EU prepares steel retaliation against US

The European Commission proposes sanctions against US products, worth 2.5 billion euro, in retaliation for US tariffs on imported steel.

The proposed sanctions, that the Commission is discussing with the 15 EU Member States, would hit around 300 US products, from steel and textile to furniture, paper and citrus fruit. The list is comprised of products for which the EU is not dependent on US imports.

The retaliation is designed to put pressure on the US to withdraw its steel tariffs against EU producers. The EU hopes the planned retaliatory action will convince the US to agree to give compensation for lost trade in steel.

The sanctions would mostly hit the US states where the EU believes President George W. Bush will be particularly vulnerable in congressional elections later this year. Orange juice from Florida and Harley-Davidson based in Wisconsin would be hit by retaliatory action, but textiles are the biggest item on the list.


The world steel market faces significant overcapacity and the US has been slow to introduce the necessary restructuring measures. More than 30 US steel producers have gone bankrupt over the last four years.

The US International Trade Commission (ITC) ruled at the end of 2001 that foreign producers have been flooding the US market with cheap imports, and recommended that the US administration should introduce import tariffs for steel.
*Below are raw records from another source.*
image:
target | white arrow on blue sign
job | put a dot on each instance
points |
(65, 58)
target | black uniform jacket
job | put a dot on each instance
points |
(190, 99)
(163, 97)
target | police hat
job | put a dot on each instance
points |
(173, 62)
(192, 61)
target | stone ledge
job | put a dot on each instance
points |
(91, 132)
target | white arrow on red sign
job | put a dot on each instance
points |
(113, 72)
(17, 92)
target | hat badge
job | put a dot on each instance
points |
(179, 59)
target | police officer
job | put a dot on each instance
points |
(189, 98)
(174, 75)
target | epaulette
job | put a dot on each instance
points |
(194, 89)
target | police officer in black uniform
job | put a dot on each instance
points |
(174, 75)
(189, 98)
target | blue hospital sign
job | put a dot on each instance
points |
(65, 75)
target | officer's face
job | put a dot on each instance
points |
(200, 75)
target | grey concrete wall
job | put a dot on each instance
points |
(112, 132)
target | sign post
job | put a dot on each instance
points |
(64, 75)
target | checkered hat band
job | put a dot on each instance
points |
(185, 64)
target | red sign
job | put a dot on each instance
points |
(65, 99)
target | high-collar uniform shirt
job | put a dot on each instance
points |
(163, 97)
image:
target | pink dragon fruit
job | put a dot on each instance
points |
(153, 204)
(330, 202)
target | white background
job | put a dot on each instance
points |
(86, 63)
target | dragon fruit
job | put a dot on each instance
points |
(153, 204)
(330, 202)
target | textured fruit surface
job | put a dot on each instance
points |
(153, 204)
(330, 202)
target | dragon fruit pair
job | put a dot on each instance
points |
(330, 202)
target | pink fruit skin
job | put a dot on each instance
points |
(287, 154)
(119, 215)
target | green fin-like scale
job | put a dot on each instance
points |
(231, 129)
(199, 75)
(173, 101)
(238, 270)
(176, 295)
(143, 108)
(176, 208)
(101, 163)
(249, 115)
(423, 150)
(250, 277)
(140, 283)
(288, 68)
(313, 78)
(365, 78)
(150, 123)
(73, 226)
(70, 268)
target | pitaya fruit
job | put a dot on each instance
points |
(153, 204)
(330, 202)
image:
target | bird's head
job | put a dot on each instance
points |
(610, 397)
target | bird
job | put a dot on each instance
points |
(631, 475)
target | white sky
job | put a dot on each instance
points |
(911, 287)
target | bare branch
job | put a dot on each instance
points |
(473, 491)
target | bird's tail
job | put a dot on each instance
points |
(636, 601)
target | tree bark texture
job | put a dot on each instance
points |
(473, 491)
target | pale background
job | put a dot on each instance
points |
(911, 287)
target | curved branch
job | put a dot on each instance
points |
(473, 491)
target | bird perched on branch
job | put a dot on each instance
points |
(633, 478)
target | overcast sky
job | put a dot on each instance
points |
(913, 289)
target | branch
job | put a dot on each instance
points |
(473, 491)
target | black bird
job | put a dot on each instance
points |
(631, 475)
On 5 March, President George Bush announced the imposition of tariffs of between 8% and 30% on a range of products from Europe, Asia and Latin America.


The EU must notify its retaliatory measures to the World Trade Organisation (WTO) by 20 May 2002. If the measures are approved by the WTO dispute settlement panel, the EU would be able to apply the sanctions as from 18 June.

The EU is also planning to announce safeguard tariffs in the next few days in order to protect its steel industry from cheap Asian and Latin American imports.